Well, as a teenager with no boundaries, and a dangerous interest in network security, I wasn't going to let this stand.
The issue was obvious once I opened Wireshark, and saw the amount of traffic coming to my machine - see, they mostly relied on donated equipment, which happened to be 24-port *hubs*. If you don't know what that means, it means that everyone's traffic was going to everyone, and network cards were just giving up under the load.
For next year, we bought a couple small unmanaged switches. Had to keep the hubs, but they were connected to switches, so we didn't have any more packet storms.
I eventually added pfSense with a captive portal, where you'd get a voucher with your ticket, so we could connect MAC addresses to people. Used it twice, both times to tell people to stop torrenting shit.
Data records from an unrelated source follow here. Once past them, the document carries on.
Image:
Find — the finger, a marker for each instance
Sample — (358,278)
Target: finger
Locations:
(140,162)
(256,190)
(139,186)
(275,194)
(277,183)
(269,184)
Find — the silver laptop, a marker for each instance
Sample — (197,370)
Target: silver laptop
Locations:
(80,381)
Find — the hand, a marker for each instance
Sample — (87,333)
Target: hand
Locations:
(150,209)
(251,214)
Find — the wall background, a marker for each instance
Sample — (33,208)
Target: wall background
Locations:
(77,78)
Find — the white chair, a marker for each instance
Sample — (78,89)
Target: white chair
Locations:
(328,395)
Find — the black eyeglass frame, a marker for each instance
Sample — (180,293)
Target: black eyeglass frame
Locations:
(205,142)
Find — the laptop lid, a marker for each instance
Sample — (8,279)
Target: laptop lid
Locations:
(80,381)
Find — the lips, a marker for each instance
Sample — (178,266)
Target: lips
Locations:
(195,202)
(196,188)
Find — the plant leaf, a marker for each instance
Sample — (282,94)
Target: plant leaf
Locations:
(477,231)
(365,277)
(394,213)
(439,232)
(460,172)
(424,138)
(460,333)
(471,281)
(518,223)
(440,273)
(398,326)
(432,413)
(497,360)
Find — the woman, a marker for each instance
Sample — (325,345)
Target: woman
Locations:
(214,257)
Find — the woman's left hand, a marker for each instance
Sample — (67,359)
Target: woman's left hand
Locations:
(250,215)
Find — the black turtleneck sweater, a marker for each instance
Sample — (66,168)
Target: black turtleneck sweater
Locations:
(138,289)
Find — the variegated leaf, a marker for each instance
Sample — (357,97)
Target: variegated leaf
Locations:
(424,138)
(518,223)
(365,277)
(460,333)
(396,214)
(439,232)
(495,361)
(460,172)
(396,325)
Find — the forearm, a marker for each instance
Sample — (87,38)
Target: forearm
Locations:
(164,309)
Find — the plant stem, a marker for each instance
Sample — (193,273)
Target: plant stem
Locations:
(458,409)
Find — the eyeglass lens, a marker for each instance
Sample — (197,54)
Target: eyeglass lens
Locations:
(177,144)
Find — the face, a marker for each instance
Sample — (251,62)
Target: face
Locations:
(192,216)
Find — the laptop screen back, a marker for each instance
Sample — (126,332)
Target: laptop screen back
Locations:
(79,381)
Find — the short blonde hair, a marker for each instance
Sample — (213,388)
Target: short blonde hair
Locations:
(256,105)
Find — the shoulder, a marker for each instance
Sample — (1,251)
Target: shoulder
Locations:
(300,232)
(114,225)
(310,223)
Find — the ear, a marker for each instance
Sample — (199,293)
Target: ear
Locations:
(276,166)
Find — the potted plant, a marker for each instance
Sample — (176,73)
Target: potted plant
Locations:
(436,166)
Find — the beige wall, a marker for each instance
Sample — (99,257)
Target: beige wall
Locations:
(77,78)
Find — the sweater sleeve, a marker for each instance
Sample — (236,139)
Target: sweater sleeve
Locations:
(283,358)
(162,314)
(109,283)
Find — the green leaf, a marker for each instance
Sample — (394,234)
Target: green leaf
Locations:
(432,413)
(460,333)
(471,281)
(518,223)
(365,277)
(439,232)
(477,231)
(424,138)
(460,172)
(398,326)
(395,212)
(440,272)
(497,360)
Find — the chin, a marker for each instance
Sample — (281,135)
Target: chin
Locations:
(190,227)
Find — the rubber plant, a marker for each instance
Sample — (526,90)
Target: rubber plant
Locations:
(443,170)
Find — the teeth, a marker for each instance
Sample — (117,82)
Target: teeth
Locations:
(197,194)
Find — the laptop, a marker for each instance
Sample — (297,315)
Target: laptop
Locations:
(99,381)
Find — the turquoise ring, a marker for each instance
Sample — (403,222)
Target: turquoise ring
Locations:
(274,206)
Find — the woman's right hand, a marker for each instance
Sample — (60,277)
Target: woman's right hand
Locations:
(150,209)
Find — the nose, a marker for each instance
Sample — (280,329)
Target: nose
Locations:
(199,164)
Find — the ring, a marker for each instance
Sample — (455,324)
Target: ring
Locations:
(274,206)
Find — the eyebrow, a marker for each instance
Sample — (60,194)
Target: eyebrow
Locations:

I never got to use it because it shut down before it was done, but I wrote some software that listened for Torrent peer exchange broadcasts, requested the metadata, and then proceeded to read it out over the speaker, like "Seat 4A is currently downloading Godfather-2005-XviD, shame on them!" to let people know who to complain to if the network got bogged down, lol
Another thing was clear from Wireshark - the issue was that someone was torrenting something, and I had their MAC address.
At this point, I flagged down one of the staff, and explained the issue quickly. A quick discussion between them later, and I was given permission to knock them offline (I did some ARP poisoning) and an offer to join up as the "networking guy", which I accepted.